Image credit: Anne Elizabeth Moore, cover for "Unmarketable," pub. The New Press, Fall 2007
I think, too, I’ve not only gotten extremely depressed by the heteronormative and tiny independent publishing scene in the US, but I’ve gotten bored with how media operates. A stressed out country does not read, and they certainly do not react to what they read about with action. Don’t get me wrong: the destruction of the independent publishing scene goes against the founding principles of this country. The loss of sustained independent bodies of reporting has directly contributed to the tracking and cessation of further violations of civil and human rights in the US, not to mention allowed for unchecked limits to freedoms in academia and elsewhere. But I’ve also really enjoyed moving away from the idea that journalism is the only solution. Smart people can get the same information from different sources.
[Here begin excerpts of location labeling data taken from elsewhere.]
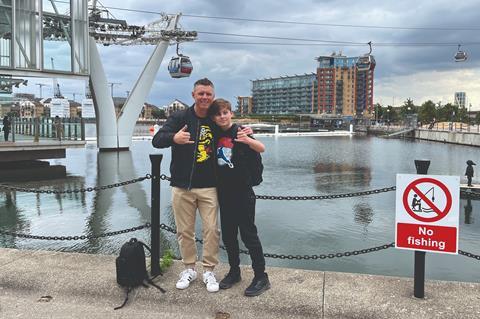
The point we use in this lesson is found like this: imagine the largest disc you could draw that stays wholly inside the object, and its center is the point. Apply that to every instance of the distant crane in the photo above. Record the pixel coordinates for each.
(56, 86)
(41, 85)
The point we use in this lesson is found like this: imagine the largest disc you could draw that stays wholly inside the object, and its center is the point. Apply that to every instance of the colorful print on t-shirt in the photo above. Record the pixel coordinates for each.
(224, 151)
(204, 144)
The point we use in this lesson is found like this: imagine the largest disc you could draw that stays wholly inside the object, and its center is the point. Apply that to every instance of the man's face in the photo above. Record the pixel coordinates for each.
(203, 96)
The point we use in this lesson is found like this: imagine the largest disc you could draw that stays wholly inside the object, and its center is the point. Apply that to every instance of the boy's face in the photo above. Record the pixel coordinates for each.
(223, 118)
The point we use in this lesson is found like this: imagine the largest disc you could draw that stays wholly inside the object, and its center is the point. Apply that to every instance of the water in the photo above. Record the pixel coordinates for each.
(293, 166)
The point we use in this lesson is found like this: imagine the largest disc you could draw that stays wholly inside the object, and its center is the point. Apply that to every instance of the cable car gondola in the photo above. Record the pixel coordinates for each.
(180, 66)
(460, 56)
(366, 62)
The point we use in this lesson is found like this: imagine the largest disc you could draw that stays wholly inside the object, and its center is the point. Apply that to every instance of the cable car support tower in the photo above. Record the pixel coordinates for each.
(114, 132)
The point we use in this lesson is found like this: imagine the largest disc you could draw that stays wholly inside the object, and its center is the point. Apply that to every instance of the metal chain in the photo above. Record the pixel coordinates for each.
(165, 177)
(298, 257)
(70, 191)
(469, 194)
(82, 237)
(315, 197)
(243, 251)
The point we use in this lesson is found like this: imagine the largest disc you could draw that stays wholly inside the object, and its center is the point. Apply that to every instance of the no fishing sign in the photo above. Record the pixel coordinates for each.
(427, 213)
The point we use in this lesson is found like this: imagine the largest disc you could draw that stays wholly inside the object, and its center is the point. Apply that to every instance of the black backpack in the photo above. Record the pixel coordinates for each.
(132, 269)
(252, 160)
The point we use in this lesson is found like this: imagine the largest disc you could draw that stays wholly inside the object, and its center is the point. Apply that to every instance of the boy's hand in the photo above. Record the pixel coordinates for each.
(242, 136)
(182, 137)
(247, 130)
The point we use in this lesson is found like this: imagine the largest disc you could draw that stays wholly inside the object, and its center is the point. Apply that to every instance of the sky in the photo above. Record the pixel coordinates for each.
(418, 72)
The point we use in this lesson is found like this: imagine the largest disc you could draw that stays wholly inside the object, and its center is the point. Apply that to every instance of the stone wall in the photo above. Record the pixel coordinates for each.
(463, 138)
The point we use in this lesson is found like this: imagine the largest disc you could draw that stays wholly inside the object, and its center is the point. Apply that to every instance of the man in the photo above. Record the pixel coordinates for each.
(57, 123)
(6, 127)
(192, 168)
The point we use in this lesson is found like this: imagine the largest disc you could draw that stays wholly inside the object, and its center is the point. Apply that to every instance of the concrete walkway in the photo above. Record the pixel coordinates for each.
(84, 286)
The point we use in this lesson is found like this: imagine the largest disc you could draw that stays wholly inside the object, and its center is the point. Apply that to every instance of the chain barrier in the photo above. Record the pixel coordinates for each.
(243, 251)
(315, 197)
(82, 237)
(467, 254)
(315, 257)
(165, 177)
(70, 191)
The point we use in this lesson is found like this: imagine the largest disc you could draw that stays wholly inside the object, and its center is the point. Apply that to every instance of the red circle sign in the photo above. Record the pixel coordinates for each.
(440, 213)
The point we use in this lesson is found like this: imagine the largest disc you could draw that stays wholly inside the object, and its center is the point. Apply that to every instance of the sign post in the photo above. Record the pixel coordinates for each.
(427, 217)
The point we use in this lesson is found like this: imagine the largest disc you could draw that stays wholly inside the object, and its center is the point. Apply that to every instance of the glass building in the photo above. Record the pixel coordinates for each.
(286, 94)
(45, 36)
(461, 99)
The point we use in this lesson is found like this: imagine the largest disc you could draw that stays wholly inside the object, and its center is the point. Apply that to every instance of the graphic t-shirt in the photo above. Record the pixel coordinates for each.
(230, 171)
(203, 175)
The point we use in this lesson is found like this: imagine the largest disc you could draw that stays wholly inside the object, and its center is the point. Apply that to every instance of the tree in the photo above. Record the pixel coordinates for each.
(378, 109)
(427, 112)
(158, 113)
(477, 118)
(408, 107)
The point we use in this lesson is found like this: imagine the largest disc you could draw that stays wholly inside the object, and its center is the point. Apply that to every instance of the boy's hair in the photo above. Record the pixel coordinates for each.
(204, 81)
(218, 105)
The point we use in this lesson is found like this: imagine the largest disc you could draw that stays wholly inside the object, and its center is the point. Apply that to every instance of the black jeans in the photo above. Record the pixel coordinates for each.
(237, 212)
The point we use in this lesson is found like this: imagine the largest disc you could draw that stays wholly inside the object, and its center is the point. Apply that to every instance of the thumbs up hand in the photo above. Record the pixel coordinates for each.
(182, 136)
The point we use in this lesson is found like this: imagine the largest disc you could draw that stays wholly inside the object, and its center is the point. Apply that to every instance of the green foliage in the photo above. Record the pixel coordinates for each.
(427, 112)
(167, 260)
(159, 113)
(477, 118)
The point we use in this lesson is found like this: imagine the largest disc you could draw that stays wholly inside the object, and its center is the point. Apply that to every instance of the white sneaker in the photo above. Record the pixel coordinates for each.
(186, 277)
(210, 281)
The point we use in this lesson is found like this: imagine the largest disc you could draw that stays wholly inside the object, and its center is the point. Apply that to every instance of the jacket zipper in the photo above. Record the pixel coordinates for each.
(194, 154)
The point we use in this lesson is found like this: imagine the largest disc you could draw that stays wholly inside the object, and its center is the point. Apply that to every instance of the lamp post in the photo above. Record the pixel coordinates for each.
(388, 117)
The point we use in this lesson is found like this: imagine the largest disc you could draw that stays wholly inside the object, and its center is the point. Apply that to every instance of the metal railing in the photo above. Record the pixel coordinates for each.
(48, 128)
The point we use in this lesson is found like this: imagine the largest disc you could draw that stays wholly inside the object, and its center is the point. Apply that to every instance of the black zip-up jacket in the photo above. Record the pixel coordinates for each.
(183, 160)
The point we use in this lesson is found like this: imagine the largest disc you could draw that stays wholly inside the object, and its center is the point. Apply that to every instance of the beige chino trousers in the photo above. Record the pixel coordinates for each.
(185, 203)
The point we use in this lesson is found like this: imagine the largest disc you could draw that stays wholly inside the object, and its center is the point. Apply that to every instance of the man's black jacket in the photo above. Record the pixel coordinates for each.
(183, 160)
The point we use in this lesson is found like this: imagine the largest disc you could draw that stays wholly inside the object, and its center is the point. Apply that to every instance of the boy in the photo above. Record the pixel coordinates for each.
(469, 172)
(236, 197)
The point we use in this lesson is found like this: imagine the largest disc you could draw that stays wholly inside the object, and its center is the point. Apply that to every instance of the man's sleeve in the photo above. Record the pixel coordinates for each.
(164, 136)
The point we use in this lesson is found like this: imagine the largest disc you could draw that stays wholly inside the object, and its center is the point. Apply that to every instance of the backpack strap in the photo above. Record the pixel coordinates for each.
(150, 251)
(154, 285)
(126, 299)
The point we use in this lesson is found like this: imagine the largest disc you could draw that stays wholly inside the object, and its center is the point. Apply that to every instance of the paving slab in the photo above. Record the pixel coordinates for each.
(46, 284)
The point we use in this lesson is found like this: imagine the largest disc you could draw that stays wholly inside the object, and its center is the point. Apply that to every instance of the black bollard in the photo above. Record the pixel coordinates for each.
(419, 263)
(156, 160)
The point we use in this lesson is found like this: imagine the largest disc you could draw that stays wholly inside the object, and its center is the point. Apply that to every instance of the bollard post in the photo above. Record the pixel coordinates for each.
(156, 160)
(419, 262)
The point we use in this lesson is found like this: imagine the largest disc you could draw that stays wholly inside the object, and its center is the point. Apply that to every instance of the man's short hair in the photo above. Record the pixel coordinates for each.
(204, 81)
(218, 105)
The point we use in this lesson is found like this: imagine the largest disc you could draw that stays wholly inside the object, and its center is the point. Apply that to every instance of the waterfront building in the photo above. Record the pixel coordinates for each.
(460, 99)
(285, 94)
(244, 104)
(342, 88)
Because copyright doesn’t actually cover all matters of intellectual property rights: there are a ton of things that we do, make, use, and create that we don’t bother to assign copyright to. Cooking, for example, and quilting and knitting and sewing. Traditionally known as women’s work. Most of this isn’t eligible for copyright because, in the theory that went into creating the law, they worked from the accrued common knowledge of a group of people and result in products that are intended for private consumption. So: the law is publicly acknowledging that some work traditionally identified as feminine doesn’t matter in terms of this law, which after all is about the right to have ownership over, but also profit from, your own work. This is therefore a law that is fundamentally flawed, in several different arenas. Fighting it on its own terms isn’t going to change the basis of our understanding about the kinds of work that matters and the kinds of work that don’t.